Contraint à l’exil, Soderini n’est toutefois pas suivi Machiavel, lequel tente d’écrire au nouveau Médicis, Julien. Le diplomate se pose alors auprès du nouveau maître de Florence en défenseur de la chose publique. Cette tentative s’avère vaine et, en novembre, Machiavel est définitivement relevé de ses fonctions de secrétaire de la Chancellerie et du Conseil des Dix. En février suivant, il est emprisonné, puis torturé.

Nicolas Machiavel est alors accusé de fomenter un complot contre les Médicis, aux côtés de Pietro Boscoli. Ce dernier est décapité, mais Machiavel est relâché pour sa part, quelques semaines plus tard, à la faveur d’une amnistie générale à l’occasion de l’accession au trône du nouveau pape Léon X (l’ancien cardinal Jean de Médicis). Il se retire alors en sa propriété de Sant’Andrea.

Il rédige alors ses principales œuvres — Le Prince, L’Art de la guerre qui sont le fruit naturel de ses réflexions après quatorze années au service du gouvernement florentin. Machiavel meurt en 1527, quelques années après Soderini, dont il fut le serviteur. En 1532, sort Le Prince.

► Postérité de l’œuvre de Machiavel

Rétrospectivement, la rupture que Machiavel intègre entre politique et morale est perçue comme la frontière entre philosophie politique classique et philosophie politique moderne. Elle prend son essor lorsque, au XVIIe siècle, le philosophe anglais Thomas Hobbes « adoucit » la radicalité machiavélienne.

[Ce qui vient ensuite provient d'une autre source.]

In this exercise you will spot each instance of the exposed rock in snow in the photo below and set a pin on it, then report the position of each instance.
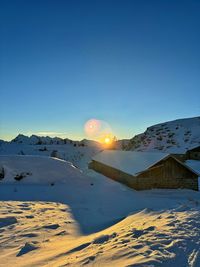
(172, 137)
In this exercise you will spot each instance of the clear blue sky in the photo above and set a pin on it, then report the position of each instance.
(131, 63)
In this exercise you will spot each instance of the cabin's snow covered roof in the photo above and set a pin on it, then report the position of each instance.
(130, 162)
(194, 165)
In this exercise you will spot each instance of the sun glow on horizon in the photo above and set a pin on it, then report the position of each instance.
(107, 140)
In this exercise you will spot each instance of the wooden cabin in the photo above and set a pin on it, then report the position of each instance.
(193, 153)
(145, 170)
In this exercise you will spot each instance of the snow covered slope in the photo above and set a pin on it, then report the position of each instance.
(172, 137)
(38, 170)
(99, 223)
(79, 155)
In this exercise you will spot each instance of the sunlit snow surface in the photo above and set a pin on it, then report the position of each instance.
(65, 217)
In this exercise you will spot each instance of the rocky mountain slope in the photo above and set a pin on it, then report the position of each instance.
(174, 136)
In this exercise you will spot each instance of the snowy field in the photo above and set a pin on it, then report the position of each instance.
(57, 215)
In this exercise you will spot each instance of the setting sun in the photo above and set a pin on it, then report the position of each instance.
(107, 140)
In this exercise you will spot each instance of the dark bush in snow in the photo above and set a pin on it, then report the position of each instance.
(2, 173)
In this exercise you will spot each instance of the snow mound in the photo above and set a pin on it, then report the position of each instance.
(129, 161)
(27, 248)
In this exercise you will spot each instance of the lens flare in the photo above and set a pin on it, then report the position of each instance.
(99, 130)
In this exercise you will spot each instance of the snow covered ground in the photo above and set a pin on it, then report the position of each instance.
(60, 216)
(171, 137)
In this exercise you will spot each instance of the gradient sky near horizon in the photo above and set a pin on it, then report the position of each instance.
(129, 63)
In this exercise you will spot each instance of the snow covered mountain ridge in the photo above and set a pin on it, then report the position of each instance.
(46, 140)
(172, 137)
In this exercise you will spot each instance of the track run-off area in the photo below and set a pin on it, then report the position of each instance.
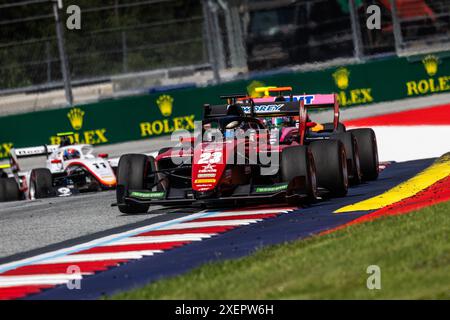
(82, 248)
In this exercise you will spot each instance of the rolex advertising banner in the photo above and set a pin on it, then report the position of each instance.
(156, 114)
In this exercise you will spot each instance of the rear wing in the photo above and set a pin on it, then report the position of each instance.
(33, 151)
(23, 159)
(254, 109)
(311, 101)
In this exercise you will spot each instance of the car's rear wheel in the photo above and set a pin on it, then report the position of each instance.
(352, 153)
(368, 152)
(331, 166)
(41, 184)
(131, 175)
(299, 171)
(9, 190)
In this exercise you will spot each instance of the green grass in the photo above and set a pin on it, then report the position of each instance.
(412, 250)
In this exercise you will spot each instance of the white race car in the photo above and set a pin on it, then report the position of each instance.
(69, 169)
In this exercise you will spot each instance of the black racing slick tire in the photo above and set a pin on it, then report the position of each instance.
(131, 174)
(352, 151)
(299, 171)
(331, 166)
(329, 126)
(368, 152)
(9, 190)
(41, 184)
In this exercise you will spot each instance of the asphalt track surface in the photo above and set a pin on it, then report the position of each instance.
(29, 228)
(238, 242)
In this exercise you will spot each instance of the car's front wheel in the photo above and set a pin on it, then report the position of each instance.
(131, 174)
(41, 184)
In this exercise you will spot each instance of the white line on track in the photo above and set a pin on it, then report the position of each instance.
(52, 279)
(102, 256)
(217, 223)
(161, 239)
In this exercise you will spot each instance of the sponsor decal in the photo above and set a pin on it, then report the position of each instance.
(350, 97)
(209, 168)
(205, 181)
(210, 158)
(309, 99)
(148, 195)
(271, 189)
(165, 105)
(76, 119)
(96, 136)
(5, 148)
(429, 85)
(264, 108)
(75, 116)
(164, 126)
(206, 175)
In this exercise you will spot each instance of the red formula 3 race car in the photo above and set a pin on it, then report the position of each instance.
(235, 158)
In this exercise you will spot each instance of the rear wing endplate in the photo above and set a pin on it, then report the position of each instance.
(44, 150)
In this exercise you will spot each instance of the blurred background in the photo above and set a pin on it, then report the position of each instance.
(130, 47)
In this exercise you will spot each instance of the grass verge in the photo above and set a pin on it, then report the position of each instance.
(412, 250)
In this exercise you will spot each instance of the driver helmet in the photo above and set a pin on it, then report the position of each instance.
(70, 154)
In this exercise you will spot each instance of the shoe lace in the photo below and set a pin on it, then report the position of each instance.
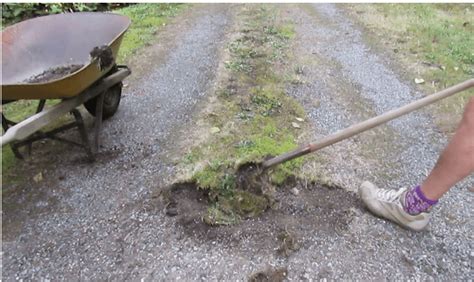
(389, 195)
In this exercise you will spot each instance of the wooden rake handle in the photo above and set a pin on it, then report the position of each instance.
(368, 124)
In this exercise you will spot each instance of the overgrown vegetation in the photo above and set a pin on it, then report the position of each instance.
(146, 19)
(434, 42)
(250, 119)
(16, 12)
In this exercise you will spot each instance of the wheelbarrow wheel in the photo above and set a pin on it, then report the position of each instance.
(111, 102)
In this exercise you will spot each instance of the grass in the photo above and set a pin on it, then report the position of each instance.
(432, 41)
(254, 115)
(146, 19)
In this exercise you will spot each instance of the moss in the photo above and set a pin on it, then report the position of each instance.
(254, 115)
(146, 21)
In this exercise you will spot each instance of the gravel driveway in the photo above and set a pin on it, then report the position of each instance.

Son Prince et l’ensemble de son œuvre sont diversement perçus après sa mort. Quelques décennies après la mort de Nicolas Machiavel, le huguenot français Innocent Gentillet voit en lui « un enseignant du mal ». C’est le début de la légende noire du machiavélisme, vu comme volonté de tromper, manière de cynisme et d’immoralité. C’est tout l’objet de ses Discours sur les moyens de bien gouverner, et maintenir en paix un royaume, ou une autre principauté. Contre Machiavel Florentin, plus communément appelé l’ « Anti-Machiavel », traité juridique qu’Innocent publie en 1576 en réponse à la Saint-Barthélémy, qu’il juge — plutôt à raison — inspiré d’une raison d’État contre sa foi.

Par la suite, le jugement porté sur l’œuvre de Machiavel est plus nuancé. Pour le philosophe italien du XXe siècle Benedetto Croce, Machiavel incarne le réalisme politique, lequel distingue faits politiques et valeurs morales et pour qui, selon la distinction proposée par le sociologue Max Weber, toute action politique met les hommes et femmes d’État face à un conflit entre éthique de la responsabilité et éthique de la conviction.